Public Problem


For this exam, you will apply the concepts and methods we covered in the course to explore and analyze a public problem. The problem can be policy- or management-oriented, but must focus on public concerns (e.g., how should municipalities handle water quality and management; what should be done regarding the inflow of Syrian refugees to the US). You will essentially be writing a policy or management term paper, but I have given you a template for organizing and addressing all elements of the problem in the form of headings with specific questions that you should address. Your final paper may include the headings (indeed, I find that helpful in grading), but should not include the questions in your text.

Submit this final exam as a Word document, 12-point font, 1.5 or double-spaced, to the Carmen dropbox by 5pm on Friday, April 29th.

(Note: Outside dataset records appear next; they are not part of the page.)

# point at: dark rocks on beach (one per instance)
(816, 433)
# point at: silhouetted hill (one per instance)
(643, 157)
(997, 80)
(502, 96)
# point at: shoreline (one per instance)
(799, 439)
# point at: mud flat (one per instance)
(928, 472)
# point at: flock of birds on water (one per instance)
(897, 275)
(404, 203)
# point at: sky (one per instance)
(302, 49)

I will not accept late exams. The “TurnItIn” plagiarism function is activated, so do not reuse work from other classes. Be sure to include your name and page numbers and appropriate citations to outside sources. There is no page or word limit to this paper, but I value concise, complete language. If you are efficient in your writing, you should be able to provide a complete analysis in 1200-1500 words.

We will have a workshop in class on Monday (4/18) where you can get feedback on your topic and model. Attendance that day will count as a quiz grade.

Problem Definition
1. Summarize the problem, issue, or phenomenon you are interested in.

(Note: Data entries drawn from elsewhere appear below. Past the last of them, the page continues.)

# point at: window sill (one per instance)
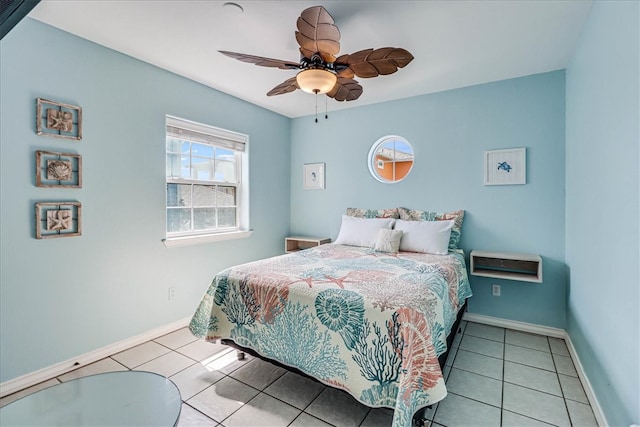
(172, 242)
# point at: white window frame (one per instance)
(205, 134)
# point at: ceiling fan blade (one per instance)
(345, 90)
(262, 61)
(317, 34)
(286, 86)
(374, 62)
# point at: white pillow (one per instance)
(388, 240)
(431, 237)
(361, 231)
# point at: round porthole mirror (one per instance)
(390, 159)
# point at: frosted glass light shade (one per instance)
(316, 81)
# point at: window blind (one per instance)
(184, 129)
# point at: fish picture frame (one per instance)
(313, 176)
(58, 119)
(58, 219)
(505, 167)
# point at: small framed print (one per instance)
(314, 176)
(58, 219)
(505, 167)
(58, 169)
(58, 119)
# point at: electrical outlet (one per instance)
(495, 290)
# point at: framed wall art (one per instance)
(505, 167)
(58, 219)
(313, 176)
(58, 169)
(58, 119)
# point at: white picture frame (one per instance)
(313, 176)
(505, 167)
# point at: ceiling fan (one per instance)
(323, 72)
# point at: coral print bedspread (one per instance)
(370, 323)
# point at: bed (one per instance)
(369, 322)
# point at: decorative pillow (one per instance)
(456, 216)
(388, 240)
(431, 237)
(361, 231)
(373, 213)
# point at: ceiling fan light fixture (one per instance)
(315, 80)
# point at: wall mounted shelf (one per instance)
(504, 265)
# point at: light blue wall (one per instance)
(602, 232)
(64, 297)
(449, 132)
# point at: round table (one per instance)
(123, 398)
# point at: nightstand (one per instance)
(298, 243)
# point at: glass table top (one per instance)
(123, 398)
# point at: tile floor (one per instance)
(494, 376)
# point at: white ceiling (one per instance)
(455, 43)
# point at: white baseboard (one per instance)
(33, 378)
(515, 325)
(551, 332)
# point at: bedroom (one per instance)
(120, 271)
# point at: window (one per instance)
(206, 177)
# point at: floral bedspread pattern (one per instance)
(367, 322)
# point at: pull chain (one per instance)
(326, 101)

a. In neutral, specific terms, what is the collective action problem? (one sentence, neutral framing) What is the observation – the pattern or phenomenon – that is central to the issue?
b. Why is this phenomenon a problem? Consider its scope, magnitude, and trend.

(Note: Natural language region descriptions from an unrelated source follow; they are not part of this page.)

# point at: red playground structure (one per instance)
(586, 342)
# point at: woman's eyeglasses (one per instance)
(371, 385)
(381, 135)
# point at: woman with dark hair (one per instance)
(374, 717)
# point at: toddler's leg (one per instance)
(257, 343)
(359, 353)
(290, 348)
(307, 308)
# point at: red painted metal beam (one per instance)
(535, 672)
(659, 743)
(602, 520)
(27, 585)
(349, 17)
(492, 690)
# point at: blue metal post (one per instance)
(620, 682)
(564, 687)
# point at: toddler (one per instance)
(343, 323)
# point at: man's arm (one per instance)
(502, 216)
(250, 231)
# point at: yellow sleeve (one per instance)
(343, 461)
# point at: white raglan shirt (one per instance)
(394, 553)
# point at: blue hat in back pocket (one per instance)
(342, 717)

c. Who are the key public decision makers (i.e., elected representatives or career administrators)? Who are the actors that have the legal authority and responsibility to make a decision on the issue at hand?
d. Are there other sources of legitimate authority that influence the decision makers in this case? Are there are particular social or economic actors or groups that draw on this authority?
e. Whom does the phenomenon affect? Are there particular groups, individuals, or features of society that are disproportionately affected?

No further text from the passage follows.